There are 18 programmable input delays and 43 output delays, each individually controlled:
  * Two of the __DQS\_IDELAY__ values control delay from the I/O ports to the __byte\_lane0\_i/iclk__ and
	__byte\_lane1\_i/iclk__ clocks that drive input deserializers. differences between individual
	__DQS\_IDELAY__ values and  __DQS\_IDELAY__ should get in the center of the "eyes" for reliable reading
	data, but the absolute value of the __DQS\_IDELAY__ values is important for crossing boundaries from the
	__byte\_lane*\_i/iclk__ clocks to the __clk__ and __clk\_div__ ones. Input clocks are generated by
	the memory device with its PLL driven by the __sdclk__ (indirectly dependent on the programmable phase
	shift), and the DQS phase may fluctuate relative to the FPGA clocks. During
  * 16 __DQ\_IDELAY__ values set the input delays of the individual data bit signals. Data acquisition
	  windows are determined by the __DQ\_IDELAY__- __DQS\_IDELAY__ differences while __DQS\_IDELAY__ have
	  to satisfy other requirements too.
  * Two __DQS\_ODELAY__ determine delay of the QDS signals.
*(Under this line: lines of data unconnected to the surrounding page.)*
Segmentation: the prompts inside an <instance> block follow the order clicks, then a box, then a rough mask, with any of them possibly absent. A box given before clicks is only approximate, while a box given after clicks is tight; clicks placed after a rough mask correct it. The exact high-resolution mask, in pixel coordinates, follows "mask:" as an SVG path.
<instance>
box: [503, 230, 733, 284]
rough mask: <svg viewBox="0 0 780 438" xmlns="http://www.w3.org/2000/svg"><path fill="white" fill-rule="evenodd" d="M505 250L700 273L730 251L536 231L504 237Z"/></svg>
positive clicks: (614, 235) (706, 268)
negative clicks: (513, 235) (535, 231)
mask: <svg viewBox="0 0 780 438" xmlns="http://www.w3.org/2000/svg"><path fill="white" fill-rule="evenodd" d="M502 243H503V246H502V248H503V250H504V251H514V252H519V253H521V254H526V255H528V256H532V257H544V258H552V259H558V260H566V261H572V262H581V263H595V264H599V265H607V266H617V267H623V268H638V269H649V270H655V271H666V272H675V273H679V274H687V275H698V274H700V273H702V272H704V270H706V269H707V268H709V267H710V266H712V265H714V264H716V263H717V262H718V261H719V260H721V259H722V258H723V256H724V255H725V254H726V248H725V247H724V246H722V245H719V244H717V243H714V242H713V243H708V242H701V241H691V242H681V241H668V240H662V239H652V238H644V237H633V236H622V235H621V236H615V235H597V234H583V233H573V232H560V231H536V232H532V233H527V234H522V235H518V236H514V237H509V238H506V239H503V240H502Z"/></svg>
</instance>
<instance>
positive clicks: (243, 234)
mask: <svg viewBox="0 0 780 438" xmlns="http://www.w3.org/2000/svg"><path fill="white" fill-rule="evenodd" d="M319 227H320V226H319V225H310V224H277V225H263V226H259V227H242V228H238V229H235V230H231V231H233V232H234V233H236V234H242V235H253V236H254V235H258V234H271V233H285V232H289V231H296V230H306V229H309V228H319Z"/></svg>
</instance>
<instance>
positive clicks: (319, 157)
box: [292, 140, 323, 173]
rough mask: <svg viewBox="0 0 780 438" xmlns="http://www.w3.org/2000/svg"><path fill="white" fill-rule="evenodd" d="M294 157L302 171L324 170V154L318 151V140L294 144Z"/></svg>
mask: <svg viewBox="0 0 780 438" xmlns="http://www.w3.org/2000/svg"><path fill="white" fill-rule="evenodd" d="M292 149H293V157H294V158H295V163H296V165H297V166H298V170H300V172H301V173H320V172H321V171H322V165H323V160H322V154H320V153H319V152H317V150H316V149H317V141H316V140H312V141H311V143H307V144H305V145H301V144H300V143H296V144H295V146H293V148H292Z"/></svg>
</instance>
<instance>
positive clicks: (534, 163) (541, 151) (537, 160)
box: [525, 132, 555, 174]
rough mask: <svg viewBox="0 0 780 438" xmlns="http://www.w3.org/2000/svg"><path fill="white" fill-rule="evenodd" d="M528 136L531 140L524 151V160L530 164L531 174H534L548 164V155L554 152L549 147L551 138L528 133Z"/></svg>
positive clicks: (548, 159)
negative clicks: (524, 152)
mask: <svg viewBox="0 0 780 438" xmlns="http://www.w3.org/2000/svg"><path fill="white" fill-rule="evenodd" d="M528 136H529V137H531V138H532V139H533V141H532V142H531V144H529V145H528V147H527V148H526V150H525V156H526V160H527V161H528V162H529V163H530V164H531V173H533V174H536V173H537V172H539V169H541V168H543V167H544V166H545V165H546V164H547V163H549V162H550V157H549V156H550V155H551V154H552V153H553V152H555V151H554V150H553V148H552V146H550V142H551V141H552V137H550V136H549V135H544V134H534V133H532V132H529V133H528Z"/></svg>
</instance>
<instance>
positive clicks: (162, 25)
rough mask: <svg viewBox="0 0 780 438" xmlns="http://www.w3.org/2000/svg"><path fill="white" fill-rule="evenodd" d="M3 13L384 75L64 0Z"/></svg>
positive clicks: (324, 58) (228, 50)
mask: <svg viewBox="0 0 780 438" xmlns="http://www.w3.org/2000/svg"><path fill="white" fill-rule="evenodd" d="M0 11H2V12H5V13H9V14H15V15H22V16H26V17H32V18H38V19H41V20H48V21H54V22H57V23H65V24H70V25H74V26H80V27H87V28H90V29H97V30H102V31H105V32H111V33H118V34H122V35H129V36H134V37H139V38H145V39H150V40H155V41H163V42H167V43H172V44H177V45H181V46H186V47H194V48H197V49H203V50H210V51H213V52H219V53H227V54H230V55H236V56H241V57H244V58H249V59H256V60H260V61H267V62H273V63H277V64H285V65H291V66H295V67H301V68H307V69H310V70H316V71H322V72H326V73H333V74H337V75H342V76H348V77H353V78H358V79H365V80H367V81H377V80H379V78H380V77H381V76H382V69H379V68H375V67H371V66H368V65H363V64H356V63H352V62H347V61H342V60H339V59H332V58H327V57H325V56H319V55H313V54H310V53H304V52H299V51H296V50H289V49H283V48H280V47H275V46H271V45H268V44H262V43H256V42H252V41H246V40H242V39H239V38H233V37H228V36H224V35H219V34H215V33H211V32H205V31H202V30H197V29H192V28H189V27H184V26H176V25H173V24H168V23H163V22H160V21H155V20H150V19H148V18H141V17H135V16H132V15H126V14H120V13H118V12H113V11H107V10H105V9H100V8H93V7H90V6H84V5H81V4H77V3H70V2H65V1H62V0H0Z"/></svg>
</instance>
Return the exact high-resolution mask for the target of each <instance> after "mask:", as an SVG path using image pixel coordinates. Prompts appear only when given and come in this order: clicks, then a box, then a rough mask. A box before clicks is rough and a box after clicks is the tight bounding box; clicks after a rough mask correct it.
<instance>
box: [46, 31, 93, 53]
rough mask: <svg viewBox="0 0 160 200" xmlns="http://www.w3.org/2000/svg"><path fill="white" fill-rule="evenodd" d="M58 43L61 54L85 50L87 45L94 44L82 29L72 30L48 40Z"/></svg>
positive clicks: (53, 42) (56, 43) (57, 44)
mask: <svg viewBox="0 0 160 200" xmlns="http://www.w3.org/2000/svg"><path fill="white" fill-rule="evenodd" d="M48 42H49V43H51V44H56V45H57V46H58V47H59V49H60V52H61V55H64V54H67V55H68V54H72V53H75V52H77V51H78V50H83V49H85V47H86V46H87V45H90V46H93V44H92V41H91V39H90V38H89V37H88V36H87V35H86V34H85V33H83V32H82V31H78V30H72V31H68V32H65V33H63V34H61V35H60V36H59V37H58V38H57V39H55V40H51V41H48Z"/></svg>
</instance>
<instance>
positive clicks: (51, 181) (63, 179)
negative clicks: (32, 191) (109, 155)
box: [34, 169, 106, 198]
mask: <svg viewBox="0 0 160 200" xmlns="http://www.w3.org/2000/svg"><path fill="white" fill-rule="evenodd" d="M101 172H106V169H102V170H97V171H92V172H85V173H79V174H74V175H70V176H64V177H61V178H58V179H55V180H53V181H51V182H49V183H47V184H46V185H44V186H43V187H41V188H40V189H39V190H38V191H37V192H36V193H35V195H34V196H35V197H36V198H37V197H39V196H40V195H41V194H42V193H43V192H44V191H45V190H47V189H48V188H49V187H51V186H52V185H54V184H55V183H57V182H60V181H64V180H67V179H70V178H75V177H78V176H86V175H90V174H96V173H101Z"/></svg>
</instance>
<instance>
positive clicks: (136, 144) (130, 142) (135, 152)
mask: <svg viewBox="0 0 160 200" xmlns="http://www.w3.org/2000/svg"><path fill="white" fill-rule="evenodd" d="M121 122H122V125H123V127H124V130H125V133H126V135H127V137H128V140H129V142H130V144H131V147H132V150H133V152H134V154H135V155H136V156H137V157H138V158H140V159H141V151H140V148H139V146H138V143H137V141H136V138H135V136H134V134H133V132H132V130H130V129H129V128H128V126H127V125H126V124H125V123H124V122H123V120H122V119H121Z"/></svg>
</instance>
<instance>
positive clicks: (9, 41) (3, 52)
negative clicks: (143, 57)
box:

These values can be determined with the "write
    levellimg" procedure - when the memory device sees DQS* signal lagging behind the clock, it outputs
    '8h1 on each of the data bytes, when it is too early - outputs '8h0
  * 16 __DQ\_ODELAY__ values set the output delays for the individual data bit signals to the memory. Data
      sent to the memory should be centered around DQS transitions, so __DQ\_ODELAY__ values should be
      approximately 90 degrees (~0x40 when other signals delays in teh FPGA are equal) higher than
      __DQS\_ODELAY__ . If the available ranges do not allow that, __DQS\_ODELAY__ can be modified together
      with the clock phase (verifying the __DQS\_IDELAY__ requirements above).
  * 2 of the __DM\_ODELAY__ values control data mask signals, they have the same timing requirements as    
    __DQ\_IDELAY__ ones.
  * 23 ___DLY\_CMDA\_ODELAY__ values control command, address, bank address and ODT outputs to DDR3. Their
    timing requirements are more relaxed as they operate in SDR (not DDR) mode.